Hello, I'm hoping someone can provide some insight or point me in the right direction... I have very little programming knowledge and am fairly new to RNA-seq but I'm sure there must be an easier way to do what I need...
Using Trinity de novo assembly, I have assembled my paired end reads for my RNA-seq data. I have also used the trinity RSEM utility to calculate transcript abundance. I now would like to annotate or identify, by protein name, those transcripts most highly expressed in certain samples.
Currently, what I am doing is importing the output RSEM file (RSEM.genes.results), with FPKM values, into an excel / tab-delineated file, then sorting by highest FPKM. Then, I search for the gene id corresponding to the FPKM value in the output trinity assembly (.fasta). There, I can find the corresponding sequence, and then I manually input that into the nucleotide blast database on pubmed...for each individual gene.

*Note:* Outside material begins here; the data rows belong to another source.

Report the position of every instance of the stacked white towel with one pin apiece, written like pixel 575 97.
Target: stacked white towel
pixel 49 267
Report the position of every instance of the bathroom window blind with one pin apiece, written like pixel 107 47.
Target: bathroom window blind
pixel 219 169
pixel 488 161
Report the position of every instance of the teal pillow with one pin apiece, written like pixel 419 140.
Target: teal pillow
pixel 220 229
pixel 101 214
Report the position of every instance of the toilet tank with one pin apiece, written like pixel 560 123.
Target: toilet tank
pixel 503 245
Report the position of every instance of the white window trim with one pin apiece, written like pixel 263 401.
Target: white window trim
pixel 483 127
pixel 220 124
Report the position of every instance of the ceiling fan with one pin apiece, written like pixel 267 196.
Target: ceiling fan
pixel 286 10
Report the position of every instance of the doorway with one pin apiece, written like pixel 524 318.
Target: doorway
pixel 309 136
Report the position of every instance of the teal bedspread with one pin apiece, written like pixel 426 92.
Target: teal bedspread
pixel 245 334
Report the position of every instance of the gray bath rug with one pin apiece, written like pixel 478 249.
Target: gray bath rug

This is a very cumbersome and tedious approach and I am certain there is more automated way to do this. I have very limited programming experience so I cannot quickly write a script to do the above for me...but I'm almost positive there must be some built in trinity function or other already established script that can do this. What is the approach that is generally taken? I would be extremely grateful if you could point me in the right direction! Thank you for any help!
You're correct that this is a good candidate process for automation. I don't personally know of any existing tool that does exactly what you're wanting, but I'd be happy to write a quick script; it would be a good exercise for me.
If you can post Dropbox links to an example of your RSEM output file, and maybe an Excel file in progress, that would give me a full understanding of what you're trying to do.
My group has recently developed a pipeline for transcriptome annotation (Annocript). The pipeline identified both coding and non-coding RNAs, and after preliminary configuration (parameters, database download, additional software installation) is completely automated for all future runs. It is comparatively faster than current annotation pipeline and gives protein, domain, GO term, Enzype and Pathway annotation. Further it estimates ORF size and non coding potential of each transcript to assign a binary classification for the transcript to be coding or non-coding.